Samantha Weigel/Daily Journal
Severe erosion occurred during the recent winter storms near where the former Seymour Bridge was located in Half Moon Bay.
As the recent, and in many places record-setting, storms thrashed Northern California, Half Moon Bay is now faced with tough decisions on how it will manage one of its most precious recreational assets as it faces extreme erosion.
An extensive study of a mile-long strip of the California Coastal Trail found that if left unmanaged, areas could drastically erode up to 3 feet each year.
The City Council met this week to review studies of the Poplar Beach park area spanning between Kelly Avenue down to the Seymour Bridge. The council must soon decide how it will approach managing the site affected by naturally occurring bluff recession, as well as significant erosion caused by man-made problems including residential drainage and countless visitors who frequent the area for recreation.
The open space area is a popular destination for pedestrians, dog walkers, joggers, bicyclists, equestrians and the occasional foreign tourist bus dropping off sightseers. The coastal trail and surrounding park is a signature recreational resource for the city that’s heavily used year-round, said Jason Drew, a city-hired consultant with the firm Nichols Consulting Engineers
“It’s almost loved to death, that’s what’s happening,” Drew said, according to a video of the meeting.
The city must soon consider how to manage the area — which could include restricting access to certain areas as well as attempting to curb runoff — and how to realign the coastal trail.
Another area needing immediate attention is the Seymour drainage channel running through a cypress tree forest at the southern tip of the park.
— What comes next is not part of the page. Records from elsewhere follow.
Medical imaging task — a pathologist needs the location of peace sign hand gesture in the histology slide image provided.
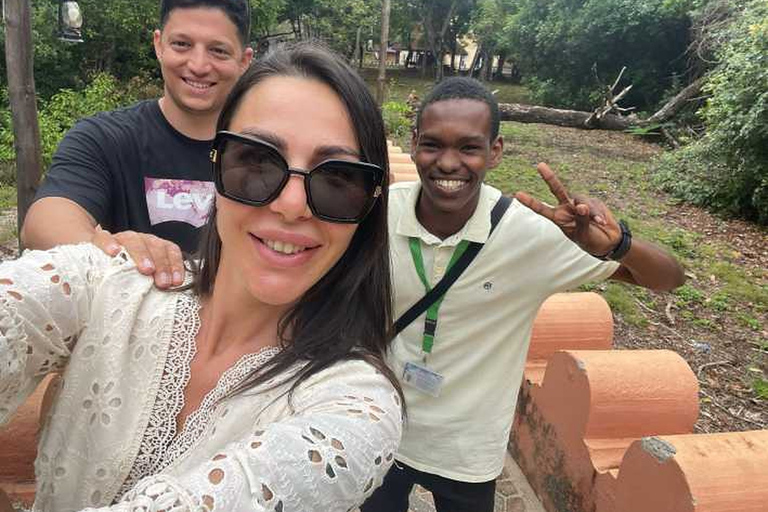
[515,163,621,256]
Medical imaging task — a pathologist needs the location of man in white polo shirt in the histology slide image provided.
[362,78,684,512]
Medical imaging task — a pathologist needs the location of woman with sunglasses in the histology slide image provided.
[0,45,402,512]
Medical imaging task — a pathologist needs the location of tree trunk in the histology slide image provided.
[4,0,41,250]
[469,43,483,77]
[376,0,390,106]
[499,103,638,130]
[451,37,456,75]
[644,77,704,124]
[477,47,492,81]
[494,53,507,80]
[352,27,363,69]
[499,77,704,130]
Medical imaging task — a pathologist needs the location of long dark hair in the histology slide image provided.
[194,43,404,412]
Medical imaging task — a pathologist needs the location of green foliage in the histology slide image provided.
[38,73,145,167]
[0,73,146,176]
[752,377,768,400]
[657,0,768,224]
[673,284,704,307]
[505,0,697,110]
[381,101,413,139]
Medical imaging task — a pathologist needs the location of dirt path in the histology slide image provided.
[489,123,768,432]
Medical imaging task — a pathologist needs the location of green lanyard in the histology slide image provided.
[408,237,469,357]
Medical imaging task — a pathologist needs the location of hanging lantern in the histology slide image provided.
[59,0,83,43]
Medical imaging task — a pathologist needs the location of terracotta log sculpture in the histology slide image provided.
[615,430,768,512]
[510,350,698,512]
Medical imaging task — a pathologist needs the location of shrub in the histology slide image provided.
[0,73,148,183]
[505,0,703,110]
[657,0,768,224]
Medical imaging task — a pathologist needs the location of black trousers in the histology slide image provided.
[360,462,496,512]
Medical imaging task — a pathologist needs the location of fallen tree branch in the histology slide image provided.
[696,361,731,378]
[499,103,639,131]
[499,78,704,133]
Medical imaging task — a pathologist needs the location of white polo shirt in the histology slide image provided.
[388,182,619,482]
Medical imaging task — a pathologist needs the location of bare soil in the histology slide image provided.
[496,123,768,432]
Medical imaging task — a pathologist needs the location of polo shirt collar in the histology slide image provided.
[395,183,495,246]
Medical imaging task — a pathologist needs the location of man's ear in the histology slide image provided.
[488,135,504,169]
[152,29,163,62]
[240,46,253,73]
[411,128,419,160]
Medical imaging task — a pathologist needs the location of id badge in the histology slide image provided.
[403,362,445,397]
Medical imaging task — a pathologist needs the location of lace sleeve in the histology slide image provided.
[0,245,115,424]
[89,361,402,512]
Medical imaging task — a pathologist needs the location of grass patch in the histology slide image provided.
[603,282,648,327]
[752,377,768,400]
[707,261,768,312]
[0,185,17,210]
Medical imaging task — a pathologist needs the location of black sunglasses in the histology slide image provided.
[211,131,384,223]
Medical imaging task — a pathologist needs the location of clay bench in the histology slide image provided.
[0,375,58,506]
[509,294,768,512]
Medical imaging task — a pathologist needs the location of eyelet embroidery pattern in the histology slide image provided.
[165,344,280,464]
[121,292,280,499]
[0,246,402,512]
[0,250,84,420]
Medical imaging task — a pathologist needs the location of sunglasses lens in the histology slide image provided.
[220,140,286,206]
[309,162,376,220]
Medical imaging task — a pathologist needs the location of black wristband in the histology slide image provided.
[593,220,632,261]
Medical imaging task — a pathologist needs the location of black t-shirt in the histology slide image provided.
[36,100,215,252]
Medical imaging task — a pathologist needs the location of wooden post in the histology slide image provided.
[376,0,390,106]
[3,0,41,250]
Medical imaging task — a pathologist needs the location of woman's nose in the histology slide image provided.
[269,175,312,221]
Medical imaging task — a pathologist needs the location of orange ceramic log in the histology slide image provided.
[389,162,419,174]
[0,489,14,512]
[0,377,53,484]
[528,292,613,361]
[616,430,768,512]
[535,350,699,440]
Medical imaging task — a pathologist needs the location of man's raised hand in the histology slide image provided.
[515,163,621,256]
[91,226,185,289]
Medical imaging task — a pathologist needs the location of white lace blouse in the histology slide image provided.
[0,245,402,512]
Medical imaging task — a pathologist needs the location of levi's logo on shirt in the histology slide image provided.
[144,178,216,228]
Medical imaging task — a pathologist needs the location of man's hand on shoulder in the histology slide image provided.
[91,226,184,289]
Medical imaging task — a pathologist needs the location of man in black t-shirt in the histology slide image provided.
[21,0,253,287]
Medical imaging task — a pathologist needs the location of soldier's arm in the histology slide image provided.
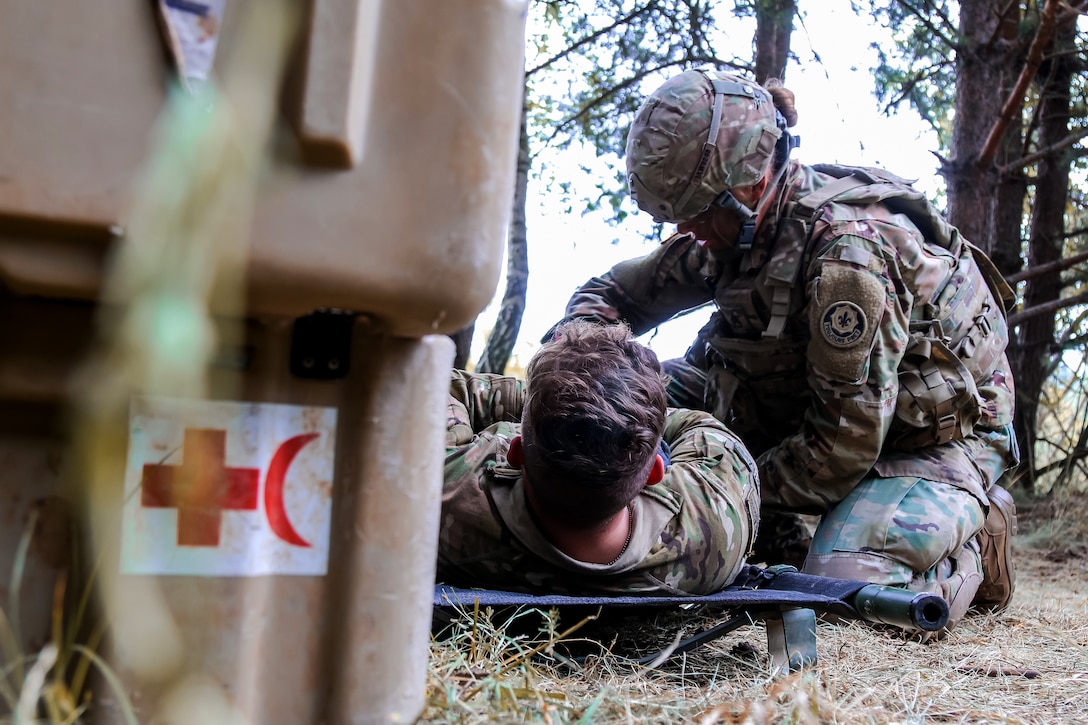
[545,234,714,340]
[446,370,526,448]
[653,408,759,593]
[759,236,910,513]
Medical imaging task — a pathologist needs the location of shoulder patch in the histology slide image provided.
[820,300,867,347]
[808,260,887,384]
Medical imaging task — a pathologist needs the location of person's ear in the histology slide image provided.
[646,453,665,486]
[506,435,526,468]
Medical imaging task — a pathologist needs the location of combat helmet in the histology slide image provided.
[627,71,786,222]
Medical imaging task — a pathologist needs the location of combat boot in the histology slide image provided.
[974,483,1016,612]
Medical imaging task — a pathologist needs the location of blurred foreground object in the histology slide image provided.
[0,0,524,724]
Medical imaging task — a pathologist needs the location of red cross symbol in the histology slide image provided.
[140,429,261,546]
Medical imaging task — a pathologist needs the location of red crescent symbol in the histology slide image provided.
[264,433,321,548]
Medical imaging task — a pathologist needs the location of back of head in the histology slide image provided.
[521,320,666,526]
[627,71,786,222]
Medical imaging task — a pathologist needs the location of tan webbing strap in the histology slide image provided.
[798,174,873,221]
[763,284,793,340]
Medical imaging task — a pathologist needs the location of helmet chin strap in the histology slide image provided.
[714,110,800,251]
[714,188,762,251]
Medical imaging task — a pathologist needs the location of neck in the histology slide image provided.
[527,488,632,564]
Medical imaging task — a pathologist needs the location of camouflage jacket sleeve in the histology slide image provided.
[567,234,714,335]
[631,408,759,594]
[446,370,526,452]
[759,228,900,513]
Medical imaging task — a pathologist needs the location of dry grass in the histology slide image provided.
[420,487,1088,724]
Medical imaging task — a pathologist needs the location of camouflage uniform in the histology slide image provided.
[567,157,1016,618]
[438,370,759,594]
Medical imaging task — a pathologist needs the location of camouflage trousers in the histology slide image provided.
[803,476,986,627]
[662,352,986,626]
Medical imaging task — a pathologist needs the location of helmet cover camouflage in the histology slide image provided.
[627,71,782,222]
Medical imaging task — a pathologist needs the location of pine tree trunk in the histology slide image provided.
[755,0,798,83]
[1013,9,1075,488]
[475,110,530,373]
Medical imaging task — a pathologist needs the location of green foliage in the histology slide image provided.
[868,0,959,149]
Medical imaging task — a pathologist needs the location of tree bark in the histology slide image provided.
[755,0,798,84]
[1012,9,1076,489]
[475,111,530,373]
[940,0,1023,253]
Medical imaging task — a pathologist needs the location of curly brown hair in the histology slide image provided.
[521,320,666,526]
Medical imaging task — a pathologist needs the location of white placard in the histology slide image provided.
[121,397,336,577]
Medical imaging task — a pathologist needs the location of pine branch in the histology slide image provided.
[1009,292,1088,328]
[526,0,658,79]
[977,0,1061,170]
[998,128,1088,176]
[1005,251,1088,284]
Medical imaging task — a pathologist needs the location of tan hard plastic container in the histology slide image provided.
[0,0,527,725]
[0,0,524,337]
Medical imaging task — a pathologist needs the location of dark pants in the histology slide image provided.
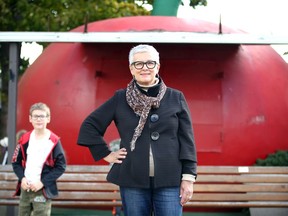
[19,188,52,216]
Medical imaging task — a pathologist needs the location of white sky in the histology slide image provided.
[178,0,288,62]
[21,0,288,64]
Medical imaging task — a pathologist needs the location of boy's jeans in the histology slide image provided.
[19,188,52,216]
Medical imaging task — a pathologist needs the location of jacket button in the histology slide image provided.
[150,114,159,122]
[151,132,160,140]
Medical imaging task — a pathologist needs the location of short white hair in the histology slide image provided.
[129,44,160,65]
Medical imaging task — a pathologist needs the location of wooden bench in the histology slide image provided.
[0,165,288,209]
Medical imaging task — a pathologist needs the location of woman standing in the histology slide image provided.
[78,45,197,216]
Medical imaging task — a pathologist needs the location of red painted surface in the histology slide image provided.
[17,16,288,165]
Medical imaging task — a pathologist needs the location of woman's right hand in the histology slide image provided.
[21,177,30,191]
[104,148,127,163]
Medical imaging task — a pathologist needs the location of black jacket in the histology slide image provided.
[12,131,66,199]
[78,82,197,188]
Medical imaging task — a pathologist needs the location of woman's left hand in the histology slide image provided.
[180,180,193,206]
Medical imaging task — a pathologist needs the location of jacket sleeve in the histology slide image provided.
[12,144,25,182]
[77,92,118,152]
[178,92,197,176]
[41,140,66,187]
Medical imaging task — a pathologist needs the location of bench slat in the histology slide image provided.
[0,165,288,208]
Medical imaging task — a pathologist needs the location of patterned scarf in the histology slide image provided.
[126,80,167,151]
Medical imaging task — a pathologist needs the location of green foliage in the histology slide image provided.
[0,0,149,31]
[189,0,207,9]
[255,150,288,166]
Following the recent winter storms, gully erosion was markedly exacerbated along the ditch where the city had only months ago moved a critical pedestrian bridge inland.
“It can be a bit shocking because you can actually be out in certain storm events and watch this thing move. It’s nature in motion,” Drew said, adding the new bridge the city just installed could be threatened if nothing is done.
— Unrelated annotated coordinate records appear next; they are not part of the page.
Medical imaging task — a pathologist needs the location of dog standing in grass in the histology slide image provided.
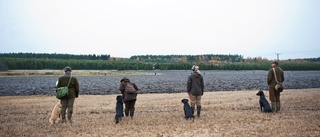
[181,99,194,121]
[256,90,272,112]
[49,101,61,125]
[115,95,123,124]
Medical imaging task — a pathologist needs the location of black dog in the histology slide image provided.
[256,90,272,112]
[115,95,123,124]
[181,99,194,121]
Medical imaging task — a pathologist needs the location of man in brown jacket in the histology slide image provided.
[187,65,204,117]
[119,77,139,119]
[267,62,284,112]
[57,66,79,124]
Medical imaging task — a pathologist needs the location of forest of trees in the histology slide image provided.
[0,53,110,60]
[130,54,243,63]
[0,53,320,71]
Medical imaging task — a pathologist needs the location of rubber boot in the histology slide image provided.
[197,106,201,118]
[276,102,281,112]
[130,111,134,119]
[271,102,277,112]
[191,107,195,115]
[124,110,129,117]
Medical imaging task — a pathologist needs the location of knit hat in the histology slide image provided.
[120,77,130,82]
[191,65,199,71]
[63,66,72,72]
[271,61,278,66]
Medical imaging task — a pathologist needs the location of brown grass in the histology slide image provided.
[0,89,320,137]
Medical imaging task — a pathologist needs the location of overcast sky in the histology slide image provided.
[0,0,320,59]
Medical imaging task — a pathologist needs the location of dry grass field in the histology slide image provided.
[0,89,320,137]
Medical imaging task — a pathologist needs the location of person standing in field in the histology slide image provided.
[187,65,204,117]
[267,62,284,112]
[119,77,139,119]
[57,66,79,124]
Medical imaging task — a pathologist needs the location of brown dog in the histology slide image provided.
[49,101,61,125]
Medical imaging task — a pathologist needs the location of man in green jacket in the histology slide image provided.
[267,62,284,112]
[187,65,204,117]
[57,66,79,124]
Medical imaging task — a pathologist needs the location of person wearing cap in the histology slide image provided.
[119,77,139,119]
[187,65,204,117]
[57,66,79,124]
[267,61,284,112]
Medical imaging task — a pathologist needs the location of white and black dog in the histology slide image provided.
[181,99,194,121]
[256,90,272,112]
[115,95,123,124]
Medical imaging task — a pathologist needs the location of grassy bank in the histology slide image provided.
[0,89,320,137]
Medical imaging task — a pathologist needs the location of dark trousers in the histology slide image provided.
[269,87,280,102]
[124,100,136,116]
[60,98,75,120]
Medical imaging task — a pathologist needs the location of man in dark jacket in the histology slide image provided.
[267,62,284,112]
[119,77,139,119]
[187,65,204,117]
[57,66,79,124]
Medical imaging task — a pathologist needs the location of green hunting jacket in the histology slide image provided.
[187,72,204,96]
[119,77,139,102]
[267,66,284,87]
[57,73,79,98]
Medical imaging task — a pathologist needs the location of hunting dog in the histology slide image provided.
[49,101,61,125]
[115,95,123,124]
[256,90,272,112]
[181,99,194,121]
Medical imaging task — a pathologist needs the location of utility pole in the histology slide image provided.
[276,53,281,62]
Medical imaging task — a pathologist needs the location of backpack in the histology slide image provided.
[125,82,137,94]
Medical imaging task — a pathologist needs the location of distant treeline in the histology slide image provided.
[130,54,243,63]
[0,58,320,70]
[0,53,110,60]
[0,53,320,70]
[303,57,320,62]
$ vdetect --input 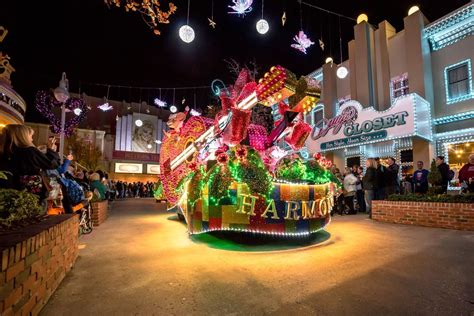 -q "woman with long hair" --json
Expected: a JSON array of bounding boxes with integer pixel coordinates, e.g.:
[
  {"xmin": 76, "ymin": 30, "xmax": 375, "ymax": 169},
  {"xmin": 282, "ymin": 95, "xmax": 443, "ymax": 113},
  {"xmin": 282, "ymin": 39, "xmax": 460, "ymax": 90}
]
[
  {"xmin": 0, "ymin": 124, "xmax": 59, "ymax": 197},
  {"xmin": 362, "ymin": 158, "xmax": 377, "ymax": 218}
]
The study is a comprehensive analysis of how the San Mateo County coastline is eroding in Half Moon Bay and is slated to continue with experts considering what types of policies — and related costs — could be implemented to curb degradation.
Options for the ditch range from temporary solutions like lining it with sandbags to more permanent fixes such as finding ways to divert the water, Drew explained.
There are also multiple severe erosion sites along the bluffs — which are sandwiched between the beach and a neighborhood of single-family homes, and runs between California State Parks’ Kelly Beach campgrounds and the Seymour ditch.
There are three main factors threatening the area. One is sea level rise and naturally occurring bluff erosion. There’s also surface erosion caused by water pooling and users packing the ground while veering off trails. And finally, localized bluff and gully erosion is exacerbated by drainage pipes carrying stormwater from uphill, Drew explained.
The area, which is also being studied as part of the county’s sea level rise vulnerability assessment, contains a county-managed former landfill — which erosion could threaten to expose.
Drew presented a few scenarios, one of the most extreme would be if the city did nothing to manage the area — which could result in sections where the cliff erodes 3 feet a year. Using timelines consistent with sea level rise models, by 2050 the coastal trail would need to be moved inland up to 120 feet in places; and by 2100, the trail could need to be moved up to 285 feet and potentially run into private property, Drew said.
A second scenario, in which the city does all it can to manage the site — including restricting public access, restoring and re-vegetating the land, erosion control and drainage improvements — would likely lead to about a 2 foot per year bluff erosion. In that, likely more expensive case, the trail would need to be moved inland up to 45 feet if it were to withstand sea level rise predictions through 2050, and 140 feet in places based on 2100 expectations.
Councilmembers noted they’d like to consider a hybrid option, but need more information about cost estimates before making policy decisions. Consultants and staff are expected to return in the coming months with more information.
One thing to be wary of is taking action that might divert the problem elsewhere, such as rerouting the stormwater or drainage to another part of the coast, Drew warned.
Vice Mayor Deborah Penrose urged officials to consider ways of reusing the water, particularly as a recycled water treatment facility is being planned on the coastside.
“I watch water running down the gullies, down the streets, it’s a crime,” she said.
Drew noted the high-profile nature of the site and potential recycling of water could make the city very competitive for grant funding.
One drawback is the city only has control of the estimated mile-long strip of coast as State Parks is responsible to the north and further south becomes private property near the Ritz-Carlton, said Community Development Director John Doughty.
After years of drought, Half Moon Bay, like many other communities still reeling from the winter’s torrential downpour, is hoping for a break.
“We’re certainly hopeful that the bulk of the rain and the activity this year has ceased,” Doughty said, noting emergency options could include temporarily removing the recently installed Seymour Bridge that serves as a critical connector to the coastal trail. “Weather holding, we should be OK. But there’s no guarantees.”